The failure of this policy manifested clearly during the last 2011 general elections. The Youth Corps members from the Southern party of Nigeria particularly from the South East conscripted as INEC adhoc staff in the Northern Nigeria were targets of political vandalism and killings by irate Northern political mobs. They were protesting the failure of General Muhammadu Buhari [Rtd] of the CPC and a Northerner to win the presidency. Consequently, South East corps members now make concerted efforts to avert their postings to the North, and even when posted, they apply for re-posting back to any of the Southern states after camping.
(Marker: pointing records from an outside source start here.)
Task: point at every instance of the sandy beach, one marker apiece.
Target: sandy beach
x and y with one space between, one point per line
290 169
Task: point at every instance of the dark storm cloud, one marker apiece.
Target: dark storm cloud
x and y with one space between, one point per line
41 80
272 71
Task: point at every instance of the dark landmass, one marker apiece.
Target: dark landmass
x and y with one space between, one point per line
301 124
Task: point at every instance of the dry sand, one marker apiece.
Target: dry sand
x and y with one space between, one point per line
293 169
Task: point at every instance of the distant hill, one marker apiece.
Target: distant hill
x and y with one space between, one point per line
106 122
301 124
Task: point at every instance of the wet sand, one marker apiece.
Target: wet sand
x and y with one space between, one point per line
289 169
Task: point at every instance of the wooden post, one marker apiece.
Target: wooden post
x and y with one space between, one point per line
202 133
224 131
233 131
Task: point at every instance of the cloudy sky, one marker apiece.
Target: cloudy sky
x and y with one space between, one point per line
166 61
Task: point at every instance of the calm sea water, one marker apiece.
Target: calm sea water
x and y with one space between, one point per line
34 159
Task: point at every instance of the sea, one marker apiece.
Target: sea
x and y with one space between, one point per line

 CONCLUSION AND RECOMMENDATIONS

The emergence   of   Nigeria  through  amalgamation  of multiple independent nationalities by the British was purely for economic advantage. The colonial power united the North and South in 1914 purposely to source fund from Southern economy to administer and develop the North. To foster or maintain this interest, they systematically integrated structural schism with inbuilt antagonism among the tribes skewed in favour of the North. Although scholars have argued that factors like education and westernisation necessitated such structures and policies, it has been dominantly explicated in this paper that economic advantage is the fundamental factor behind the unification.

Consequently, Nigeria became an instrument of capital formation and consolidation thereby rendering it a contested commodity. Tribes that feel marginalised by the British imposed structures and policies struggle for, protest, and threatened to quit the union if the injustice was not redressed. This generated new forms of structural subordinations known as integration policies that tend to elongate both the imbalance and the instability that is associated with it. History has equally shown that the dominant ruling elites have equally frustrated, sabotaged, and threatened or have actually used force (such as military coups) to undermine genuine efforts at balancing the federal structure. Many researchers and pro neo-liberal interests have incorrectly blamed corruption for the failure of these policies. It is the author’s contention that preserving the dominant ethnic or regional interest subordinates the corruption thesis because Nigeria has a paraphernalia of anti-corruption agencies who ought to try and punish offenders. They are politically and socio-ethnically incapacitated from investigating and prosecuting such offenders. Thus, every national policy aimed at minimising the phobic tribal rivalry end-up re-enforcing the divisive factors in the union.

It is therefore pertinent for this paper to recommend that Nigeria should review its federal system of government and introduce a conventional federal system with limited autonomy to the federating units. Or in the alternative introduce a parliamentary system of government with limited regional autonomy. Any of these will reduce power concentration at the centre and  reduce the battle for its control as a source ethnic domination and capital formation. Secondly, Nigeria should adopt rotational presidency in an alphabetical order among the current six geopolitical zones. Thirdly, merit and skills should be introduced as the yardsticks for appointments and contracts as all the ethnic groups are now technically and educationally equipped. Fourthly, state and local of origin should be expunged and replaced with place of residence in peoples curriculum vitae and public profiles. Finally, a Need Assessment Commission should be established with the responsibility to continuously evaluate the problems and needs of states in Nigeria, and through there provide the legal ratio for revenue sharing on annual basis. 


 CONFLICT OF INTERESTS

The authors have not declared any conflict of interests.